Solo entrepreneurship, sole proprietorship is the way
A big entrepreneurial thought:
Avoid the notion of ‘startups’, and rather go back to the old school notion of ‘becoming self-employed‘.
That means in America, filing your taxes as ‘sole proprietorship‘ (you are the solo owner, and the solo full-stack solution to your own self owned business). It is the most simple business, and the most secure. And the most robust to ups and downs in the economy. Because as long as you can feed yourself (practically free) and pay rent, you’re good.
Become the GOAT
Then how do you motivate yourself? I say have the lust to become the goat (greatest of all time). A simple first step for me was becoming #1 on Google for street photography, then to become #1 on Google for Photography Entrepreneurship, and also #1 for Photography Philosophy.
So becoming #1 on Google for anything, for any niche seems to be the best way to make it, channeling photography blogging to your benefit.
Money is human
A big thing I learned as well about money:
Money is about humans, bringing humans together, and bringing joy and delight to human beings.

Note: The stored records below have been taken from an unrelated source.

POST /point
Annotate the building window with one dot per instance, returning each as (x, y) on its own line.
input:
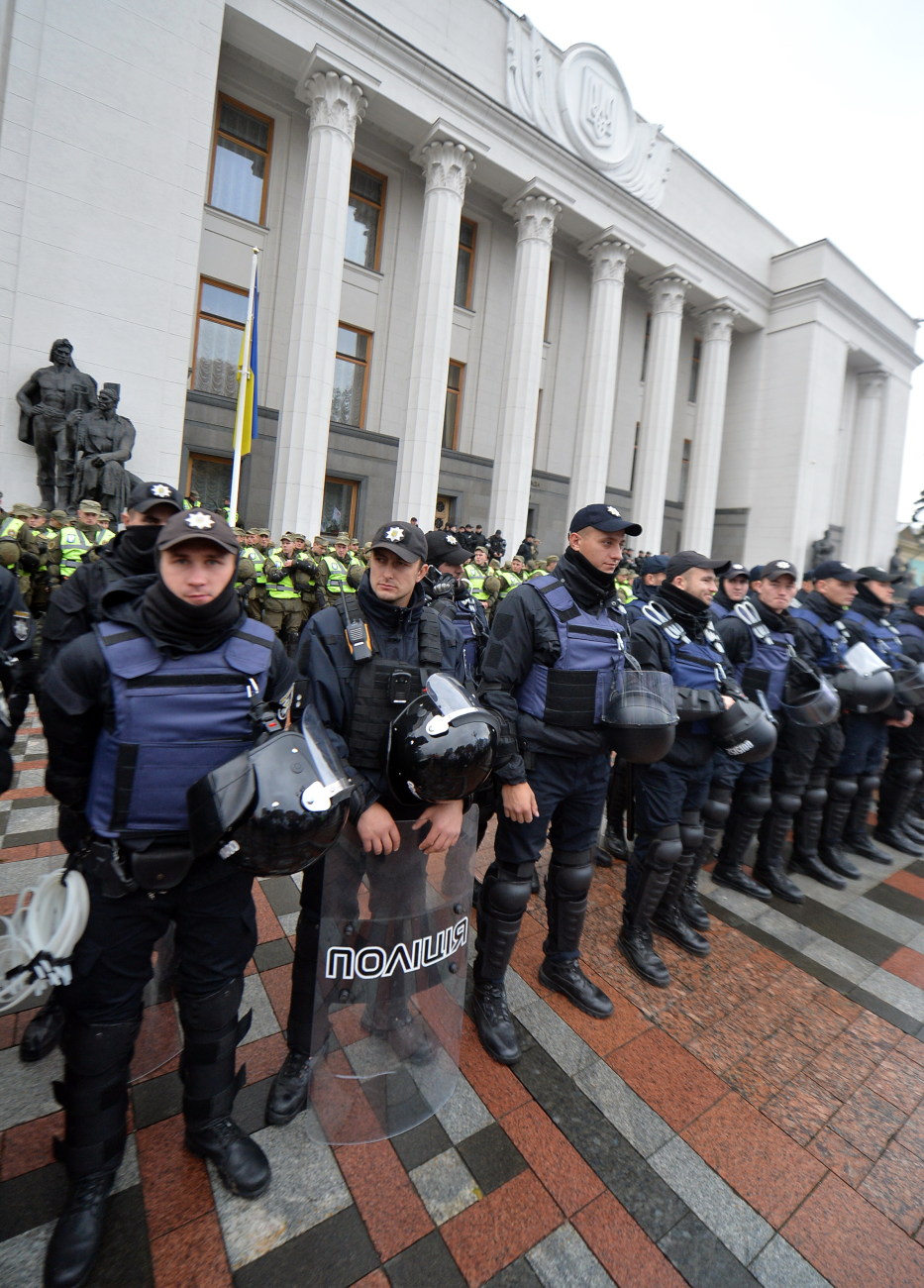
(351, 375)
(219, 330)
(694, 370)
(684, 472)
(241, 160)
(364, 220)
(451, 416)
(210, 476)
(339, 507)
(464, 265)
(645, 347)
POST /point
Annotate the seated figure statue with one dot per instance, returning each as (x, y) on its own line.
(103, 442)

The more we can think about benefiting our fellow humans and the less we concern ourselves with the underlying technology about money, the better. Think more about the sociology of money (with society and humans), than the money (paper currency, fiat currency).
Liberate yourself
Probably the biggest benefit to watching MATRIX is knowing that the matrix is just a metaphor for modern society. It is less about technology, more about the socialization that happens that make us obedient ‘sheeple’, and obedient blind-consumer-mad shoppers.
Then what?
Then it seems the end of all this is just pursuing philosophy (pursuing knowledge for the sake of knowledge, for fun, and also for sharing your insights with others). Philosophy as the speculation of knowledge, wisdom, ideas, aesthetics, art, and living as a human being on planet earth.
Procreation
Then it seems another great thing to do:
Have kids
Modern society is anti-kids. Why? Because kids (children) are seen as an impediment to our individualistic desires and happiness to ‘travel the world’ and to ‘live freely’ and to eat at fancy restaurants, and use disposable income on luxury goods, experiences, etc.
In fact, the joy of having Seneca is probably a trillion times better than I could have ever imagined. The joy I get from this little guy is 100000x more joyful, fun and interesting than any other experience I’ve had in my life (and I have done it all).
It seems the deepest human desire is the desire to procreate. To essentially ‘clone’ yourself and to continue your genetic chain.
The will to create art
Then another thing — it seems to devote ourselves (once you no longer need to concern yourself with money) is to just focus on your art. Financial independence and retiring early as a means to focus on your artistic creation.
The double whammy in life:
Have kids, and create art.
To propagate yourself via your children (how you raise them, train them, educate them) and to propagate yourself via your artwork (your photos, your thoughts, videos, vlogs, blog posts, etc).